El Rey emérito Juan Carlos I, investigado

Lo que nos faltaba en esta crisis sanitaria, económica y social española: el Rey emérito Juan Carlos I está siendo investigado por la Fiscalía del Tribunal Supremo, por su condición de aforado en la Sala Segunda del alto Tribunal,  y como consecuencia de los indicios de presuntos delitos fiscal y blanqueo de capitales tras el pretendido cobro, por el Rey Emérito, de comisiones en la adjudicación y construcción del AVE a La Meca en Arabia Saudí.

Lo que pudo haber ocurrido tras su abdicación del 14 de Junio de 2014, y parece resultar de actuaciones que, a finales de 2018, quedaron abiertas por la Fiscalía Anticorrupción tras el archivo de unas primeras investigaciones que se llevaron a cabo en la Audiencia Nacional, pero dejando abierta en el caso la posterior investigación fiscal.

La que ahora ha asumido la Fiscalía del Tribunal Supremo que sin duda es independiente y que, si decidió abrir una investigación al Rey Juan Carlos I, es porque considera existen indicios suficientes para llevarla a cabo. Para finalmente decidir entre dos opciones: archivar el caso si considera que los indicios de delito no son relevantes; o presentar una querella imputando al Rey emérito.

Si está segunda opción fuera la definitiva, los abogados de Juan Carlos I, pueden negociar con el fiscal y pactar una ‘sentencia de conformidad’ (como las de los futbolistas famosos) con una importante multa, pero evitando: el juicio; y que el Rey acuda al Tribunal Supremo a declarar.

Una situación que, independientemente de la decisión final de la Fiscalía y de lo que en su momento decidiera el TS, constituye un blasón y deterioro de la figura de Juan Carlos I. Y de lo que fue su reinado y su muy importante e histórica aportación en los años de la Transición.

Sin duda un lamentable episodio que erosiona la imagen y el prestigio de La Corona -como ya ocurrió en el caso Urdangarín, en el que el Rey emérito no fue ajeno- aunque no afecta a Institución como tal que, de manera ejemplar y sin tacha alguna, encarna el Rey Felipe VI desde asumió, a mediados de junio de 2014, la Jefatura del Estado.

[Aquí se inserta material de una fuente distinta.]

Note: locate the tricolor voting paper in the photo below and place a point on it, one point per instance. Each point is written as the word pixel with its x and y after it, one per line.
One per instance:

Desconocemos qué papel ha jugado en estas actuaciones la ex ministra de Justicia y actual Fiscal General del Estado, Dolores Delgado, a sabiendas que está a las órdenes directas del Presidente del Gobierno, Pedro Sánchez que, sin duda alguna, ha conocido este ‘procedimiento fiscal’ antes de que se hiciera público.

Pero creemos que la Fiscalía del Tribunal Supremo está actuando con una absoluta independencia y de acuerdo con la ley. Por lo que, en un principio, no cabe imaginar conspiración alguna contra la Monarquía, aunque tampoco descartamos que este incidente procesal sea utilizado por los sectores más radicales de la izquierda (Podemos e IU) y el soberanismo nacionalista para relanzar la causa de la República.

Estos hechos, por los que ahora se investiga al Rey Juan Carlos I, ya eran conocidos en España y fueron objeto de informaciones y debates políticos. Y también se conocían en la prensa europea (el diario Le Monde publicó hace días en su portada un reportaje titulado ‘El aura perdida de Juan Carlos’).

Y precisamente por ello el Rey Felipe VI renunció meses atrás a la herencia de los fondos de su padre Juan Carlos I, y le retiró al Rey Emérito toda la asignación de fondos públicos que recibía del Palacio de la Zarzuela.

Pero existía la duda de si estos hechos llegarían un día a los Tribunales de España y de algún otro país europeo (hay investigaciones en Suiza y Reino Unido), y esa incógnita la acaba de despejar con un claro ‘sí’ la Fiscalía del Tribunal Supremo. La que solo se puede investigar lo ocurrido después de la abdicación del Rey Juan Carlos I porque lo ocurrido antes, en su reinado, está amparado por su ‘inviolabilidad’ constitucional.

Pero esa ‘inviolabilidad’ no impedirá el juicio público de sus actuaciones nada ejemplares en los años de reinado de Juan Carlos I por parte de los políticos, la opinión pública y medios de comunicación a los que no afecta dicha ‘inviolabilidad’.

Años en los que los distintos Presidentes del Gobierno de España -desde Felipe González a Mariano Rajoy- debieron de estar muy vigilantes y haber impedido cualquier operación, que conocieran, del monarca ahora emérito que no se ajustase a la estricta legalidad.

Lo que no se hizo, a igual que con muchas corrupciones de los partidos políticos, y lo que ahora sin duda ya tiene consecuencias aunque falta por saber si se llegará a juicio lo que sería para el Rey emérito sería una pésima noticia a la espera de la sentencia final.